Cool stuff the Ensembl VEP can do: parse protein HGVS

HGVS notation is an excellent way to describe variants in proteins, and VEP can interpret variants described this way to see if they are already known or if they affect other genomic features, so long as there is enough information to find a unique genomic location. If there isn’t, the Variant Recoder can help you to find the variant you need.

Consider the variant description PHF21B:p.Tyr124Cys, as a human reading that we know that the 124th tyrosine in the protein PHF21B is switched out for a cysteine. However, to interpret it computationally, VEP needs to make some assumptions. The first assumption is which protein it is referring to; since most genes will have multiple protein coding transcripts, VEP has to identify any transcripts of the gene PHF21B with a tyrosine at position 124 in the amino acid sequence. If VEP cannot find any transcripts like that, it will reject the variant as not mapping to the genome. If it finds multiple transcripts with a tyrosine in the right place (and these may be different tyrosines), it will identify a primary transcript by transcript quality and use that. You can make it easier for VEP by specifying a protein sequence accession such as an Ensembl ENSP or RefSeq NP, or a even transcript ID such as an Ensembl ENST or RefSeq NM. If you don’t supply a sequence accession and version (these are required in the HGVS guidelines) the genomic variant may not be precisely identified.

The second assumption it makes is the underlying base change. The tyrosine in PHF21B is encoded by UAU, and cytosine can be encoded by UGU or UGC. VEP assumes the variant results from the fewest possible changes with respect to the reference sequence, so would assume that a UAU tyrosine codon would become a UGU cytosine codon, making it a single A/G base change.

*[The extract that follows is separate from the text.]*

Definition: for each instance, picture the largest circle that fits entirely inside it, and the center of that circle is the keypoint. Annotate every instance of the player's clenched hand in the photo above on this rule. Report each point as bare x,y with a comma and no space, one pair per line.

If multiple similarly likely changes are available, for example ENST00000218516.3:p.Met290Leu, nothing is returned. Methionine is encoded by an AUG, and leucine can be created from that by two different single base changes: UUG or CUG. VEP doesn’t know which change you want to know about so can’t give you anything. To get around this, you can use the Variant Recoder tool which will convert your protein HGVS into all compatible transcript and genomic HGVS. You can then input all of these into VEP, or pick which one you want to use.

VEP decodes protein HGVS when the underlying base change is unambiguous, but not when it’s ambiguous.

Since VEP is a value-added tool, it can supply further information about the variant PHF21B:p.Tyr124Cys such as that its identifier is rs115264708, it has a MAF of 0.0032 and doesn’t currently have any clinical significance assertions.